Gnomon, by Nick Harkaway – A genuine achievement, this one. Brain-wrenchingly complex, ambitious, and propelled by righteous fury about the current state of the world. I take my hat off to Harkaway; I could never land a book like this in a million years.

The Wounded Kingdom Trilogy, by RJ Barker – I’m not the world’s biggest fan of fantasy, but these are wonderful books. Complex, full of wholly-realised characters, and utterly stuffed with antlers. Essential. Read them.

The Slow Horses novels, by Mick Herron – If John le Carre was writing his Circus novels in the Star Trek mirror universe, this is what they would look like. Jackson Lamb, sort of an antimatter George Smiley, is one of the great literary creations.

Soho Dead, by Greg Keen – This is a very nice piece of Soho noir, with a genuinely moreish sense of wry humour. Liked this one a lot.

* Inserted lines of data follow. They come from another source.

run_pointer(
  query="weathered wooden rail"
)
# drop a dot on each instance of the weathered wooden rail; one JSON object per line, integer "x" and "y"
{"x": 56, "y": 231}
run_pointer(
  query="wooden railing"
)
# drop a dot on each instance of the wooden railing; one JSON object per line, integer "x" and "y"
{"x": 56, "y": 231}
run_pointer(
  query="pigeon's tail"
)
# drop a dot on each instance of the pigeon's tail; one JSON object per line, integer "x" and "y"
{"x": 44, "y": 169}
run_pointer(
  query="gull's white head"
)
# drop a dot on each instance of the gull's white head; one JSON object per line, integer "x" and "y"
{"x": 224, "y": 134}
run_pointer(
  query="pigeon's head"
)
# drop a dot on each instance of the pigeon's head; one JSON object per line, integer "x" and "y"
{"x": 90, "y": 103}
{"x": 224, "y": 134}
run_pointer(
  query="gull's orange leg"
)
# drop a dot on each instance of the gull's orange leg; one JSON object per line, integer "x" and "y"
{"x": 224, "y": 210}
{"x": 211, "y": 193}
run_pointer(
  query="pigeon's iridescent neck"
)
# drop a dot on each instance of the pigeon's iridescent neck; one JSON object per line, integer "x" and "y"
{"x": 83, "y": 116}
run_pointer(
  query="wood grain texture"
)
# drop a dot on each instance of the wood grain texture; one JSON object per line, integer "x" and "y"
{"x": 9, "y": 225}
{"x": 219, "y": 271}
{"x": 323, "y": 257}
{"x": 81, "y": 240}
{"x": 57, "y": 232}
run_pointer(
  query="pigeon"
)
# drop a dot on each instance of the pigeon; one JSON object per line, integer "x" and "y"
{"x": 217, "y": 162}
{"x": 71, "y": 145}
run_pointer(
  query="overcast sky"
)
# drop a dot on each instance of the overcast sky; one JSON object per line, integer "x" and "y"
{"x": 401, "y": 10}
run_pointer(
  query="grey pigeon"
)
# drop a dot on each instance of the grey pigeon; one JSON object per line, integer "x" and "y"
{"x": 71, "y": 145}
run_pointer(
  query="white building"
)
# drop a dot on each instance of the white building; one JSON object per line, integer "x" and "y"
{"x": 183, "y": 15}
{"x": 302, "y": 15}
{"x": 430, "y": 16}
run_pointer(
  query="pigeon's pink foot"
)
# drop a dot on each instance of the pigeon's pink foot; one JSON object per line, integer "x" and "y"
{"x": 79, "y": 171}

Borne, by Jeff VanderMeer – Huge, technicolour, and batshit crazy and still, in places, almost unbearably touching. A masterpiece.

The Price You Pay, by Aiden Truhen – There is nothing else quite like this book. It’s fast, funny, extravagantly violent, and mad as fuck, and I loved it.

The Willow By Your Side, by Peter Haynes – I think this is one of the most assured debuts I’ve read in quite a while. A dark fantasy of English myth and landscape sparked by a handful of broken lives. As if Ben Wheatley had written Mythago Wood. Splendid book, it really is.

The Real-Town Murders, by Adam Roberts – I’ve thought, for a long time, that Roberts is one of our best and most interesting writers, and this one doesn’t disappoint, a madcap collision of virtual reality, post-scarcity, panoption surveillance and Alfred Hitchcock.

Dogs Of War, by Adrian Tchaikovsky – Can’t praise this one highly enough. Rex is, indeed, a Good Dog.

Moskva and Nightfall Berlin, by Jack Grimwood – Great, great espionage novels set around the time of the fall of the Soviet Union but propelled by the dark weight of history. More of these, please.

Rosewater, by Tade Thompson – This is just a magnificent book. I’m in awe of it.

I’ve probably missed some books out, and I’ll probably add to this as they occur to me, but that’ll do for now.